Les producteurs de films moins conventionnels ont donc été contraints de réduire leurs enveloppes budgétaires (à titre de comparaison, le nouveau-venu Bryan Singer a réussi à trouver un financement de 6 M$ en 1994 pour Usual Suspects alors que la plupart des débutants de la production indépendante obtiennent aujourd’hui un maximum de 1 M$). Il leur a fallu attendre que de nouveaux acquéreurs comme Amazon et Netflix viennent rééquilibrer le marché.
Comme l’a résumé le Vanity Fair : « Bien qu’elles ne soient pas de nouvelles sociétés, Netflix et Amazon ont provoqué une onde de choc dans le processus d’acquisition cette année à Sundance. Elles n’y avaient fait aucun achat l’an dernier, mais durant les quatre premiers jours du festival 2016, elles ont acheté en tout sept films moyennant plus de 30 millions de dollars. Cela représente beaucoup d’abonnements mensuels à 8,99 $ et au service Prime. »
Amazon a conclu la plus grosse affaire au festival en payant 10 millions de dollars pour les droits de Manchester By The Sea, du réalisateur indépendant Kenneth Lonergan. Grâce à cet important investissement, Amazon compte lancer simultanément ses productions en salle et en ligne pendant la période d’automne généralement réservée aux films destinés à être oscarisés. Au cours de la prochaine Soirée des Oscar, il est possible qu’on entende pour la première fois des acteurs et des réalisateurs remercier Amazon pour son appui.

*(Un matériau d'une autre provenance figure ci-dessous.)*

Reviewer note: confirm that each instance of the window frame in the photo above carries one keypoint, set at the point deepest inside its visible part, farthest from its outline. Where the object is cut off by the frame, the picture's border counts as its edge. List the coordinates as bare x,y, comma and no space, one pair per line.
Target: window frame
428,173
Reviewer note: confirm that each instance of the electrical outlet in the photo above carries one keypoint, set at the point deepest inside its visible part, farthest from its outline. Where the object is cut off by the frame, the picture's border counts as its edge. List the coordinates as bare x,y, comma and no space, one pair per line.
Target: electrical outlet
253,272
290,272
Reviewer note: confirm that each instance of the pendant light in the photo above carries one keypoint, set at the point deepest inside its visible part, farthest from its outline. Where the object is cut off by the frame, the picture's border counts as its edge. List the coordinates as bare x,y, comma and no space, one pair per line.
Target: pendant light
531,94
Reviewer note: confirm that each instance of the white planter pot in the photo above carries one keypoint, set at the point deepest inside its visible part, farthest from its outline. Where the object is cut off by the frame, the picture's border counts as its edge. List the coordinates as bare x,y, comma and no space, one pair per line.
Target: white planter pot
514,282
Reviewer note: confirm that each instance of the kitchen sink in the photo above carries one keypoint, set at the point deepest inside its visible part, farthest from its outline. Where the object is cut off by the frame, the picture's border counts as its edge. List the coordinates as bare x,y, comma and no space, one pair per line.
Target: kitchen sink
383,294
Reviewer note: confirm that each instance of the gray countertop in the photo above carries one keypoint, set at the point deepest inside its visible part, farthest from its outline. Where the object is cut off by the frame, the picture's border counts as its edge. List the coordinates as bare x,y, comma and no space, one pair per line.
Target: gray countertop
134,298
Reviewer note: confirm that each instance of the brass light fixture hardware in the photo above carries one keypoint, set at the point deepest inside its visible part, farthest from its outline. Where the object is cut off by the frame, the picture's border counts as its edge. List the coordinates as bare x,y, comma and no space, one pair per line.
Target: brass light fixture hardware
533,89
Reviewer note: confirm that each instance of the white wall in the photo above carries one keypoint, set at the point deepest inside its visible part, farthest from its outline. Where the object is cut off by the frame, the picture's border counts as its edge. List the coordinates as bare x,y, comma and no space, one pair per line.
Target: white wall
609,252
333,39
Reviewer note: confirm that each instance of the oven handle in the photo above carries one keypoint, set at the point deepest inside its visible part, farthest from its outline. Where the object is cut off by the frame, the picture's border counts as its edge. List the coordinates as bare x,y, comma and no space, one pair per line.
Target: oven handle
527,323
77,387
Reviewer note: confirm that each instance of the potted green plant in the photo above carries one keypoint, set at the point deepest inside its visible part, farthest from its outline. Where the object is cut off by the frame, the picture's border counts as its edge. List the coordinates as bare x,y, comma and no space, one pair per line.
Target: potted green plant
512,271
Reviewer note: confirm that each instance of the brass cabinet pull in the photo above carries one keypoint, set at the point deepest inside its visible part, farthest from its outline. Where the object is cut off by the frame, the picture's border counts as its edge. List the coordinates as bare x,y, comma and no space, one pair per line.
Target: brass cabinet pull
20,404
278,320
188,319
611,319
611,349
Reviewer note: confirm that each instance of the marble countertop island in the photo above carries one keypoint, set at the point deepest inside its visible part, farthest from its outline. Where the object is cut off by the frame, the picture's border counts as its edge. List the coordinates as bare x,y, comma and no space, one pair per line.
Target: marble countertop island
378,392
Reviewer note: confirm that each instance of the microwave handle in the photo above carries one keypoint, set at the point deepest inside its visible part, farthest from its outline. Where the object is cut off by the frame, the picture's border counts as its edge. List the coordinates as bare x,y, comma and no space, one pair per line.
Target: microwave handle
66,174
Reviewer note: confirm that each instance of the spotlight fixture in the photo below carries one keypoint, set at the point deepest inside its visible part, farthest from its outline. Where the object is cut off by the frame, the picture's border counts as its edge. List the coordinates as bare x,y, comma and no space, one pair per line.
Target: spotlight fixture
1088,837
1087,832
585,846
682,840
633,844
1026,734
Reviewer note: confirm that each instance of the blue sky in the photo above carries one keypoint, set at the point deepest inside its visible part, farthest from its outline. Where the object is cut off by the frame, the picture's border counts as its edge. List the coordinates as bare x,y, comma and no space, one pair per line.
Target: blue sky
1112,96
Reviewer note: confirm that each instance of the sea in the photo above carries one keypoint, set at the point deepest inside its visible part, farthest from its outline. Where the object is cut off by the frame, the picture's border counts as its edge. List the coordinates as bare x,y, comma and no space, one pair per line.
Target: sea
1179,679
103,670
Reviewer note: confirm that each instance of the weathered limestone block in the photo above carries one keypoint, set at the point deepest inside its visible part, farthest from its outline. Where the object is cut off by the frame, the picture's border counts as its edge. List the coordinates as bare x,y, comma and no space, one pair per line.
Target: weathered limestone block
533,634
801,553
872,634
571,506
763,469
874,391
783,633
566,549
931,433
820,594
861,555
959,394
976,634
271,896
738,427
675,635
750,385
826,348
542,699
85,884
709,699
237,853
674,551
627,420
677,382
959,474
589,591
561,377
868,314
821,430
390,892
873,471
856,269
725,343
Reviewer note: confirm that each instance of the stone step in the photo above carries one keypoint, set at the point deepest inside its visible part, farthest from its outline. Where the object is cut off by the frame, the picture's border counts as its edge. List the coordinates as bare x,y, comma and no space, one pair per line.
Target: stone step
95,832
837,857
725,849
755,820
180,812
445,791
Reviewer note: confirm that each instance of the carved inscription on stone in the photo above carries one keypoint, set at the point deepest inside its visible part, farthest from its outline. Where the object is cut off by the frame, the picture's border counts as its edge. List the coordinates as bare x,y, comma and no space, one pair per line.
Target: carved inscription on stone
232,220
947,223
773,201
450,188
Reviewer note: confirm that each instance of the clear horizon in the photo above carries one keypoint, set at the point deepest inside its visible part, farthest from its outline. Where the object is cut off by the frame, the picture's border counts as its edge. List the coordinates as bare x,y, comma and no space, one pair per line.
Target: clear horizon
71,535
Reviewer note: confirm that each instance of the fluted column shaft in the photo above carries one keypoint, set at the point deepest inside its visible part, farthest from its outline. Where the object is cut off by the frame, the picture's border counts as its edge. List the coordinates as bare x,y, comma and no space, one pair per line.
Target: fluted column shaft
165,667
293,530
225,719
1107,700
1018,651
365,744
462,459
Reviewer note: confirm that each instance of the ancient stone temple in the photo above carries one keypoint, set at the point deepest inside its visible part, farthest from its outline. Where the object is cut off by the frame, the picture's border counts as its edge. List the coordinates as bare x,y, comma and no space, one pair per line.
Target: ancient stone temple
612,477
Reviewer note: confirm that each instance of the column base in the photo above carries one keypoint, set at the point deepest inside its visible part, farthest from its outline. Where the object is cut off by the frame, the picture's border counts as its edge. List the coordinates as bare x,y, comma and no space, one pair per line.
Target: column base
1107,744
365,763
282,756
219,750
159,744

L’avenir : un mini-forfait de contenu de premier choix
En décembre dernier, dans ma revue des grandes tendances de 2015, j’ai fait référence à Amazon : « On comprend que les acquéreurs et créateurs de contenu soient très heureux de voir Netflix finalement affronter de la concurrence, et l’on constate une lutte pour l’acquisition des droits exclusifs de contenu de première qualité qui influe sur les prix demandés. »
La concurrence entre les deux principaux géants de la VSDA s’est visiblement intensifiée en 2016, chacun privilégiant une approche non-interventionniste pour attirer les meilleurs créateurs et un appétit en apparence insatiable pour du contenu financé à sa juste valeur.
Amazon peut désormais largement se mesurer à Netflix. Elle a mis en œuvre une très judicieuse stratégie comportant l’ajout d’abonnements à Starz, Showtime et Lifetime. Ainsi se réalise ma prédiction concernant l’arrivée d’un agrégateur de forfaits VSDA et de télévision par contournement dans l’univers numérique, ce qui rappelle l’avènement de la câblodistribution à une autre époque.
Forte de cette stratégie, Amazon devrait pouvoir concurrencer Netflix en proposant plus de contenu, et ce, sans casser sa tirelire. Ceci pourrait amener Amazon à avoir son propre boitier décodeur numérique et ainsi devenir une solution alternative à AppleTV et aux câblodistributeurs.
Hulu rend la concurrence encore plus rude en accueillant Time Warner parmi ses investisseurs, en lançant un service de diffusion en continu en direct (tentant ainsi de proposer le meilleur forfait de base allégé). Netflix a réussi à mettre en place le plus important service de contenu et à être présente dans plus de pays que les Nations unies. Elle négocie l’achat des droits internationaux exclusifs de ses acquisitions, ce qui pourrait pousser Amazon à investir des sommes supérieures à celles qu’elle avait annoncées. Avec tous ces acteurs de la scène de la VSD et de la VSDA et leurs gros budgets, la vie est belle pour les producteurs de contenu.